She met the woman in black in Paris. Martha had joined a group of smugglers who were sneaking her through an underground facility when the alarm sounded. Their cover was blown. She ran, splitting off from the others and clutching her TARDIS key to her chest. But a perception filter could only do so much, and it failed the instant Martha turned a corner only to walk straight into a masked figure.

"S-sorry!" she managed.

The figure became very still. "Martha Jones."

The voice was female, cultured. "That's me," she answered, though her heart sank. "I'm a bit lost; do you think you could help me?"

"You're quite the legend," the figure continued. "The most wanted woman on the planet. If I hand you over, I'd get a big reward."

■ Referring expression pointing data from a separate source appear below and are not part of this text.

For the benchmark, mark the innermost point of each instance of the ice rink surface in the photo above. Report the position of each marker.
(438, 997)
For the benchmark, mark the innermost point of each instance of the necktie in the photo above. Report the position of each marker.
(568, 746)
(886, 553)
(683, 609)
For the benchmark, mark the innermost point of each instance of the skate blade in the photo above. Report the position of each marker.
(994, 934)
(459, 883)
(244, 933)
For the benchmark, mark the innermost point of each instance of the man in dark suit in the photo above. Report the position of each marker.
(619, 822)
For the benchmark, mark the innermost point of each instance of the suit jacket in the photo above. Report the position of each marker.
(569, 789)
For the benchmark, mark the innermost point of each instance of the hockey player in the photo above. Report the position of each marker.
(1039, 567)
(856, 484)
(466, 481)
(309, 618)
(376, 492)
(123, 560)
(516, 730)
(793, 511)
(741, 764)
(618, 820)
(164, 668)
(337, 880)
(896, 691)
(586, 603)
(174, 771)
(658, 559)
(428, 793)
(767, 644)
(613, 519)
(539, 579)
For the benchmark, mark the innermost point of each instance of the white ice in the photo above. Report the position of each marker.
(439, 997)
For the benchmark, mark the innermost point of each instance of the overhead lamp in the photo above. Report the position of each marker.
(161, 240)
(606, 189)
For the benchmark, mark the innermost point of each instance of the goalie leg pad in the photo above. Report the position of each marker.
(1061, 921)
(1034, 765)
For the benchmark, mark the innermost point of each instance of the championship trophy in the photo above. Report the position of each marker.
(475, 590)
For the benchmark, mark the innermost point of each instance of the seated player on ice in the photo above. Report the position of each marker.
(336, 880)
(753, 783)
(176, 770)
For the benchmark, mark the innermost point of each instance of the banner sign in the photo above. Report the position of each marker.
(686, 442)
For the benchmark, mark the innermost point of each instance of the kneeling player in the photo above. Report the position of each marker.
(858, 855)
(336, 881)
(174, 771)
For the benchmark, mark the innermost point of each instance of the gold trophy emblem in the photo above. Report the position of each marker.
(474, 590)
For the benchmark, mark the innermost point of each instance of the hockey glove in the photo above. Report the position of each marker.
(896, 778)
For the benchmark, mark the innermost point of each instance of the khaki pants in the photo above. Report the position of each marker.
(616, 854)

Martha started backing away. "If you hand me over, the Master wins. That's it. Everything's over, the whole human race. What reward is worth the end of the world?"

"The world's already ended."

It was spoken softly, with just a hint of vulnerability. Martha took her chance.

"Help me," she said, "and we'll bring it back. Why do you think the Master's so afraid of me? It's because he knows I can stop him."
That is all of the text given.